明代中期,吕纪的《蕉岩鹤立图》(图23,中国国家博物馆藏),绢本墨笔设色。画面中心是一只雄壮的仙鹤,抬起右脚,顾步向前,其身后是坚硬玲珑的太湖石,石后是两株在雪中挺立的芭蕉。在中国传统绘画题材中,仙鹤常与“岁寒三友”描绘在一起,象征长寿、纯洁和超然。明清时期,画家们将“岁寒三友”换成“雪中芭蕉”,这也是在强化芭蕉具有与“岁寒三友”一样的长寿、纯洁、斗寒的文化内涵。
图23 [明]吕纪《蕉岩鹤立图》
明代唐寅于1520年绘有扇面《蕉石成扇》(图24),同样画有芭蕉、太湖石和仙鹤三个主要对象。画面中,山石嶙峋,芭蕉娇艳,仙鹤唳天。这幅扇面绘于唐寅晚年,瘦削嶙峋的山石、虽被折断依然硬挺的蕉叶以及仰天而望的仙鹤似乎都在诉说着作者对晚年境遇的不甘。
图24 [明]唐寅《蕉石成扇》
清代职业画家袁耀于1739年绘有《双鹤雪蕉山茶图》(广东省博物馆藏),绢本墨笔设色。画作中,画家用工笔细致地描绘了仙鹤的羽毛、爪子等具有羽毛感和皮质感的细节部分,却以写意的笔法描绘了水墨芭蕉。可以看出,在清代职业画家的笔下,在花鸟画中用单色水墨以写意笔法画芭蕉俨然成了一种既定的程式。这其实是文人画向世俗画渗透的一种表现。

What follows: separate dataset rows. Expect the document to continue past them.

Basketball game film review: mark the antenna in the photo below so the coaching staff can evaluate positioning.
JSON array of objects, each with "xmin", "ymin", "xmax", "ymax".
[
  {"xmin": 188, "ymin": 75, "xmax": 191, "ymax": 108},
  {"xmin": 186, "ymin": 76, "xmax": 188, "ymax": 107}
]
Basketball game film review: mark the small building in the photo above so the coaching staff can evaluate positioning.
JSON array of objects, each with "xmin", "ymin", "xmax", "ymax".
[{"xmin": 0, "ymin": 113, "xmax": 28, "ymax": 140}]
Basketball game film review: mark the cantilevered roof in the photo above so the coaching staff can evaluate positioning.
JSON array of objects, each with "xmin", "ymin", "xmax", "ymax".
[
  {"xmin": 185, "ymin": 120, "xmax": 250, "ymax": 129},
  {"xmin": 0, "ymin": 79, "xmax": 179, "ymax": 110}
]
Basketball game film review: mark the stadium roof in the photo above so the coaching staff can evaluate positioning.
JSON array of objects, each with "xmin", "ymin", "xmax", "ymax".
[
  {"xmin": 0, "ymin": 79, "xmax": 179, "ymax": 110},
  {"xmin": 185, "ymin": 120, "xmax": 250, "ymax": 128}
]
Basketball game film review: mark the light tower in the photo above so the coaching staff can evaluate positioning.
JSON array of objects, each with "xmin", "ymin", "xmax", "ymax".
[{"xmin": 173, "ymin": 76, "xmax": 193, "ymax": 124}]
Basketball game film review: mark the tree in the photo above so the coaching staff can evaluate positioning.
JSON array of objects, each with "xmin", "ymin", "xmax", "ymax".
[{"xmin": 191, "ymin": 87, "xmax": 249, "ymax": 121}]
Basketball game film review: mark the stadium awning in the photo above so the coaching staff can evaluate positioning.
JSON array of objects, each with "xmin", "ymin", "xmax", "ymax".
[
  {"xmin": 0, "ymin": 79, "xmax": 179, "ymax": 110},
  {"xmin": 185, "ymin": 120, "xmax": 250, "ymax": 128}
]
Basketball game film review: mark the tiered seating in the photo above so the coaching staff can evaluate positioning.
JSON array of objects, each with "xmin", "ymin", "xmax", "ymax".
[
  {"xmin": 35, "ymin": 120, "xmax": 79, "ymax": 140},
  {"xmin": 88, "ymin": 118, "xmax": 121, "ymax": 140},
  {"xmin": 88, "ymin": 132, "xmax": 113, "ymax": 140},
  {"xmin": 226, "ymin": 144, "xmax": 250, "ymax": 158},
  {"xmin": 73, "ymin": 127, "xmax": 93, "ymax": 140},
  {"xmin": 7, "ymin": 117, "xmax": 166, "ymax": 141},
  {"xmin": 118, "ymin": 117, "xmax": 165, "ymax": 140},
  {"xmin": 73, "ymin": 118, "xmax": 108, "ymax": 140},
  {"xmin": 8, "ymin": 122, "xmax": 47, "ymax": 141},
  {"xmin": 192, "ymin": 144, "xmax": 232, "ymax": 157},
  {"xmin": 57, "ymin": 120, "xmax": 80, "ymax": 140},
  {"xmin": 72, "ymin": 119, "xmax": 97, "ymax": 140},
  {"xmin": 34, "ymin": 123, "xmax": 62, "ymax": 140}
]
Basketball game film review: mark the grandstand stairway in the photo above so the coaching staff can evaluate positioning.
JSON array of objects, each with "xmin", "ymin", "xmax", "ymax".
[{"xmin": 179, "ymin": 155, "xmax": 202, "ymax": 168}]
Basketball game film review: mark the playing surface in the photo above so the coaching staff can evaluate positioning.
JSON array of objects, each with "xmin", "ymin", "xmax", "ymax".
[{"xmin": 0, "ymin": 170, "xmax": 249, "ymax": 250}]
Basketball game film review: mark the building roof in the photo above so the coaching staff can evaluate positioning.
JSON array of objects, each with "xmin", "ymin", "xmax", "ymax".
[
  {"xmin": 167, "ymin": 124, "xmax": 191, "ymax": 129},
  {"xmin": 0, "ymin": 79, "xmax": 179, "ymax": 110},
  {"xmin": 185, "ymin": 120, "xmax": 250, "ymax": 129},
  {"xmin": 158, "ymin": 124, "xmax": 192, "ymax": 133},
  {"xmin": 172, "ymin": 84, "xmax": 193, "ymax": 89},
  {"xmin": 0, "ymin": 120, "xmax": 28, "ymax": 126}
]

同样的情况可在清代沈铨1749年绘制的《雪蕉仙鹤图》(荣宝斋藏)中可见一斑。画面中间是一只正在梳翎的仙鹤,仙鹤后是一株巨大的芭蕉树。芭蕉树宽大的蕉叶在仙鹤上方形成一个弧形,其残损的蕉叶为仙鹤挡下皑皑白雪。仙鹤的脚边则盛开着鲜艳的山茶花。该幅画作为绢本墨笔设色,同样地,图中只有芭蕉为水墨绘制,其他均为工笔设色。在职业画家富丽堂皇的画作中,芭蕉似乎独独占据着文人水墨的清雅之气。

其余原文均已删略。